How: specific permissions (privilege, positive authorization and negative authorization ).
Operator: operation. Indicates how to operate on what. That is, privilege + Resource
Role: a set of roles with a certain number of permissions. The unit and carrier of permission allocation, which aims to isolate the logical relationship between user and privilege.
Group: user Group, the unit and carrier of permission allocation. Permissions are assigned to the Group Regardless of specific users. A group can contain groups (to inherit permissions) or users. users in a group can inherit the permissions of a group. The relationship between User and Group is many-to-many. Groups can be hierarchical to meet the requirements of permission control at different levels.
RBAC focuses on the relationship between Role and User and Permission. The relationship is called the User assignment (UA) and Permission assignment (PA). The relationship between the left and right sides is the same-to-minus relationship. That is, the user can have multiple role, and the role can contain multiple users.
All RDBMS users know that the n: m relationship requires an intermediate table to store the relationship between the two tables. The UA and PA are equivalent to the intermediate table. In fact, the whole RBAC is based on the relational model.
Session is an obscure element in RBAC. In terms of standards, each Session is a ing, and one user is mapped to multiple role. When a user activates a subset of all his roles, a session is created. Each Session is associated with a single user, and each User can be associated with one or more sessions.
In RBAC systems, a User is actually playing a Role and can replace the User With an Actor.
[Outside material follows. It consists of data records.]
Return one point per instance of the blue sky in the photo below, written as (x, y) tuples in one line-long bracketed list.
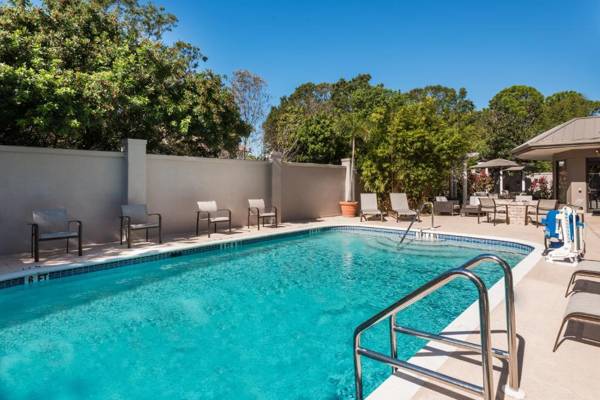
[(482, 46)]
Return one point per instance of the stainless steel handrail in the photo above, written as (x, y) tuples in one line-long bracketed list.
[(485, 348), (418, 216)]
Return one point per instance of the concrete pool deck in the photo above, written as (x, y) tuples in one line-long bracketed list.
[(572, 372)]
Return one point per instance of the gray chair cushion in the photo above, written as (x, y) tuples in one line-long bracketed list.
[(257, 203), (138, 213), (58, 235), (207, 206), (584, 303), (51, 220), (220, 219)]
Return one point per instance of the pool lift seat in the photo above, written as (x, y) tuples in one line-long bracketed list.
[(486, 350), (564, 236)]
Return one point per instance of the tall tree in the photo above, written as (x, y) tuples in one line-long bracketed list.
[(563, 106), (513, 117), (251, 96), (85, 74)]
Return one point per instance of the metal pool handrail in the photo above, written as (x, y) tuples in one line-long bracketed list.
[(485, 348)]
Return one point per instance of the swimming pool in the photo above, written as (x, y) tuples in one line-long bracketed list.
[(263, 320)]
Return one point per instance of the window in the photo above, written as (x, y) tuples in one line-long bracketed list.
[(562, 181)]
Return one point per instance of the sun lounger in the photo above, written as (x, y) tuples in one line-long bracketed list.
[(585, 268), (582, 307)]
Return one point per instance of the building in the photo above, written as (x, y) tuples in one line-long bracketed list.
[(574, 150)]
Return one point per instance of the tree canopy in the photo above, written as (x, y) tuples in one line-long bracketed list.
[(413, 141), (85, 74)]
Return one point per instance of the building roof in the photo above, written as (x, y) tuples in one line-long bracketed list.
[(578, 133), (496, 163)]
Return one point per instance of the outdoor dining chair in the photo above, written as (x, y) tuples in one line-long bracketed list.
[(489, 206), (214, 215), (256, 207), (134, 217), (53, 224)]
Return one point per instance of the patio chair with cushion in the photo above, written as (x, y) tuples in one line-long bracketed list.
[(134, 217), (214, 215), (523, 197), (541, 209), (443, 205), (474, 207), (53, 224), (368, 206), (489, 206), (582, 307), (257, 207), (401, 208), (586, 269)]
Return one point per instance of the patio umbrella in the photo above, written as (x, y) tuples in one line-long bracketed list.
[(498, 163)]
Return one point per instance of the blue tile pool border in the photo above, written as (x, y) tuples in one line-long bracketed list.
[(31, 276)]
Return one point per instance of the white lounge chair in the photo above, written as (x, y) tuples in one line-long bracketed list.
[(134, 217), (368, 206), (257, 207), (214, 215), (582, 307), (401, 208), (53, 224)]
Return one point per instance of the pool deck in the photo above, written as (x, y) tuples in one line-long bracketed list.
[(570, 373)]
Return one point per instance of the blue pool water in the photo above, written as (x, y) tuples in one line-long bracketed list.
[(269, 320)]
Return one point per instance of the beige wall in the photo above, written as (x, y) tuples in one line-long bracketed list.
[(576, 174), (311, 190), (175, 184), (90, 184)]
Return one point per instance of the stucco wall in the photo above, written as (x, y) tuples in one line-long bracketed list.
[(90, 184), (175, 184), (311, 190), (93, 185)]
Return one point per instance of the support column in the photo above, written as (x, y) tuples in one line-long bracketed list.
[(135, 157), (349, 180), (277, 183)]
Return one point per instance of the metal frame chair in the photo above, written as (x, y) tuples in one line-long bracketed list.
[(488, 205), (208, 208), (134, 217), (53, 224), (443, 205), (257, 207), (400, 207)]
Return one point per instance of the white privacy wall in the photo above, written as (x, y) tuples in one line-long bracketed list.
[(311, 190), (92, 185), (175, 184)]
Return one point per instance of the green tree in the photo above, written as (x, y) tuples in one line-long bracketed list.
[(513, 117), (563, 106), (85, 74)]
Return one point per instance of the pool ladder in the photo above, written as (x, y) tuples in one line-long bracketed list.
[(429, 234), (485, 348)]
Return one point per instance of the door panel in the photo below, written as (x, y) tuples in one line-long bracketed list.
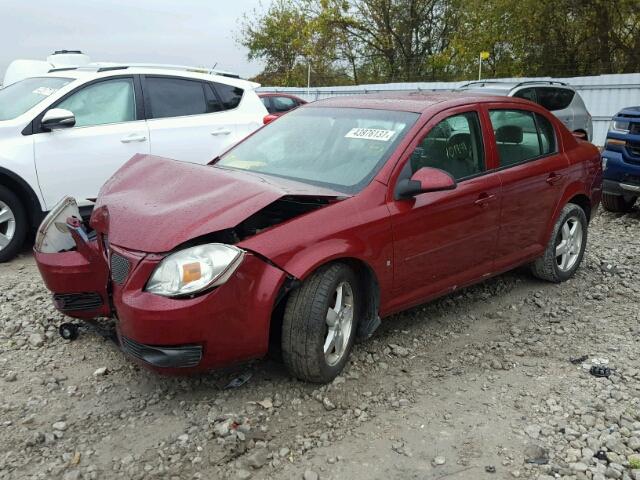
[(533, 177), (443, 240)]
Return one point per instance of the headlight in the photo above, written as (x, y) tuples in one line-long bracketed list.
[(194, 269), (618, 126)]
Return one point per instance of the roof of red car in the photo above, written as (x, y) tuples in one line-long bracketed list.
[(415, 101)]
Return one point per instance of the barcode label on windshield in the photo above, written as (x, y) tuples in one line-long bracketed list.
[(44, 91), (370, 134)]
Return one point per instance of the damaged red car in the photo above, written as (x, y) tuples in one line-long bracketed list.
[(309, 231)]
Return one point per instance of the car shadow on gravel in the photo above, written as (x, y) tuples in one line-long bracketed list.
[(271, 371)]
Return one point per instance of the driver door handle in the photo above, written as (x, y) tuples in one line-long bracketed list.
[(134, 137), (554, 178), (484, 200)]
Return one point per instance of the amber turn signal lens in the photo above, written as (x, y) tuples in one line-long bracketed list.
[(191, 272)]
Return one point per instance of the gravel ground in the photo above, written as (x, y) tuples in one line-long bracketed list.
[(475, 385)]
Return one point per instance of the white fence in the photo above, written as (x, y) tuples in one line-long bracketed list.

This idea comes from the Actor-Role mode in Business Modeling With UML. Given that multiple people can have the same permissions, RBAC introduces the concept of Group. Group is also considered as an Actor. The concept of User is like a person.
The Group and GBAC (Group-Based Access Control) are different. GBAC is mostly used in the operating system. The Group is directly associated with the permission. In fact, RBAC also draws on some GBAC concepts.
Both Group and User are related to the organizational unit, but not the organizational unit. The two are conceptually different. An organizational unit is an abstract model of a physical company structure, including departments, persons, and positions. The permission model describes abstract concepts. Generally, the organizational structure is modeled using the Party or responsibility mode of Martin fowler.
The relationship between person and user in party mode is that each person can correspond to a user, but not all users have corresponding persons. The department or organization in the Party can correspond to the group. Otherwise, the group does not necessarily correspond to an actual organization. For example, you can have a group named "deputy manager". Many people share the same responsibilities.

The introduction of the group concept is not only used to solve the problem of the same roles of multiple people, but also used to solve another authorization problem of the Organization: for example, I hope everyone in department a can read the news from department. With such a group corresponding to Department A, you can directly authorize this group.